Besides the UNESCO-listed old bazaar and the troglodyte homes of Kandovan that everybody visits, West Azerbaijan's capital has other interesting sights.
The Architecture Faculty of the Islamic Arts University, a short walk from the old bazaar, hides some beautiful 230-year-old traditional mansions adorned with fountains and arabesque inner courtyards. And right behind the city, the Eyn-Ali mountain is a great and very accessible place to get a taste for Iran's peaks, and take in some majestic views over the sprawling city.
Less then two hours from famous Isfahan, the sand dunes near Varzaneh, a charming desert town, are Iran's answer to the mighty Sahara.
Very few know about their existence: legends say that once upon a time there was an ancient city of sinners here. God punished them by sending a lethal sandstorm that buried the place. There could be some truth in the myth: archaeologists have found some 5000-year-old pots in the dunes.
And only 30km away, the Gavkhouni wetland, which ends with a salt lake, is an odd find next to a desert.
Kermanshah is home to the Sassanid-era archway Taq-e Bostan, and also to Bisotun, a 25m-wide cuneiform inscription in three ancient languages. It was ordered by Darius the Great somewhere around 520 BC and is literally the Rosetta Stone of the Middle East.
But there’s more to discover in town. Explore a labyrinthine bazaar that's more ancient than Tabriz's, discover hidden Kurdish mosques and sample delicacies such as naan roghani — a type of sweet bread only found in this city.
Every visitor to Iran stops in Isfahan, and for good reason. But very few take time for a detour west to the suburb of Najafabad, only 30 minutes away. This sleepy but friendly town is possibly the region’s easiest gateway to the red rock cliffs of the Zagros mountains.
Strike off in the early morning armed with a picnic blanket and, upon reaching the summit, chatty and curious locals will invite you to join in for tea and hot sangak — a traditional leavened flatbread.
Lorestan's capital is friendly, small enough to be navigated on foot, and a world away from the chaos of other Iranian cities.
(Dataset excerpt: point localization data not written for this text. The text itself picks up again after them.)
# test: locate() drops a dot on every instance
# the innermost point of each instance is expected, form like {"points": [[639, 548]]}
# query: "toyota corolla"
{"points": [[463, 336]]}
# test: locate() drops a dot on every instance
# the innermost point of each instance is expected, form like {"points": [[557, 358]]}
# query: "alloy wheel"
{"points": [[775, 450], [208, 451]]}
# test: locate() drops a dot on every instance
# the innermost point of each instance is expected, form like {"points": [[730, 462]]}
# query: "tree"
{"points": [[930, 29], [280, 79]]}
Take a stroll along the main road, dominated by the Falak-ol-Aflak cliff-hanging castle, a red Sassanid-era fortress guarding over the city. Don’t be surprised if locals stop their daily business to practise their English with you — foreigners are quite rare around these parts.
Meanwhile, the Zagros mountains, a magnificently rugged backdrop to the city, flare up in reddish hues at sunset, and offer great hiking.
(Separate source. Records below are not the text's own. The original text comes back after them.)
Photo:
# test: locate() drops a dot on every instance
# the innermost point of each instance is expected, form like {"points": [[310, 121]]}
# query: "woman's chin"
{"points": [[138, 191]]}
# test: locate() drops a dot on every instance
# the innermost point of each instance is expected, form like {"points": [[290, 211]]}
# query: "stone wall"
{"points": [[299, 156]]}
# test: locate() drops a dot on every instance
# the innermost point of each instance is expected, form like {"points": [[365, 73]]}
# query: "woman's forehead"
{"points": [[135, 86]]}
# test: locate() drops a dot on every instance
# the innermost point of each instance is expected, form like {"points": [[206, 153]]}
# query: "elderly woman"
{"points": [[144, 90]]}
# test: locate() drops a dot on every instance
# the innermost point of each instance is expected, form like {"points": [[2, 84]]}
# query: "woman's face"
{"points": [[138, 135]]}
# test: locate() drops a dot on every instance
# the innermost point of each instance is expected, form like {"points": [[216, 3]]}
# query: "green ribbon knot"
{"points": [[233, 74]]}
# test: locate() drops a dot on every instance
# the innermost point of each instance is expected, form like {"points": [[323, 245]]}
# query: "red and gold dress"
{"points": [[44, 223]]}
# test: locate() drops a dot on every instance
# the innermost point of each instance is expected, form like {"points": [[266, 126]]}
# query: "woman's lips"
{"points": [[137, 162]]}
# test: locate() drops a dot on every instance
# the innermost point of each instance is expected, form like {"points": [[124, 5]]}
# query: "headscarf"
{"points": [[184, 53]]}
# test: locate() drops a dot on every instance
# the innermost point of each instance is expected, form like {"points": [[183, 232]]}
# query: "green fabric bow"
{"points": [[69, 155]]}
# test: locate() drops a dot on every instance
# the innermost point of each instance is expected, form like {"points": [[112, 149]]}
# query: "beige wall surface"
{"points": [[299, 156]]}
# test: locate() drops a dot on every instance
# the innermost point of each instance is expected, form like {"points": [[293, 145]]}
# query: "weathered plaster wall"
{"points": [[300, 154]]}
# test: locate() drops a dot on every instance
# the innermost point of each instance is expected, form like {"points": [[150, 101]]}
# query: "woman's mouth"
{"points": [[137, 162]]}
Between Kurdistan and Zanjan is Katale Khor cave, a 30-million-year-old cavern said to be one of the world’s longest. Tourists can visit 3km of stunning stalagmites and stalactites, but there are another staggering six levels below the main tunnel.
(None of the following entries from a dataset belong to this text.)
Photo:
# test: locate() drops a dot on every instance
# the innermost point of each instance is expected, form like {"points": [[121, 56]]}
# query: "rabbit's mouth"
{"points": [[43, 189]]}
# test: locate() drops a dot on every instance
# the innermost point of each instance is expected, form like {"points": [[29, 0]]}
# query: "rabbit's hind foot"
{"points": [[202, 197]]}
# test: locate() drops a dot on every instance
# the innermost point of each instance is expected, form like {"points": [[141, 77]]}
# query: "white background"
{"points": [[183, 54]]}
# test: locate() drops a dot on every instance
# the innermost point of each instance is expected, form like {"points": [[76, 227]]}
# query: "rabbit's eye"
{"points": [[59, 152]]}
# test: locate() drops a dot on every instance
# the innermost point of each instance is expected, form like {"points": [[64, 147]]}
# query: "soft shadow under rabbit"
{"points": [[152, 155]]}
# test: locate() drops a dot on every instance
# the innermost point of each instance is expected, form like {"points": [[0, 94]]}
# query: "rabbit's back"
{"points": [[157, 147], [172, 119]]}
Local geologists believe they connect to the Ali Sadr cave in neighbouring Hamedan province, about 100km away. Daring cavers — along with expert local guides — will find a lifetime of adventures here.
Zanjan, a major city between Tehran and Tabriz, lies next to famous UNESCO World Heritage Site Soltanyeh. It's the biggest brick dome in the world and the most prominent leftover of the 14th-century Mongol Ilkhanid capital that once thrived here.
But fewer know about the uncanny Salt Men of Zanjan, one of Iran’s most obscure sights: found crystallized in salt in a mine close to the city, these four salted corpses are now exposed in an eerie, yet informative, museum.
Beyond the friendly capital Sanandaj, tucked in a hollow valley dominated by 2550m-high Abidar mountain, you'll find the tiny town of Marivan. Boasting a stunning lake, it is set right on the border with Iraq.
Meanwhile, the hairpin bends of the Howraman valley make this part of Western Iran a world apart from the nation's other stereotypical mosque-and-desert experiences. And don't forget the Kurdish people, some of Iran’s — if not the world’s — friendliest hosts.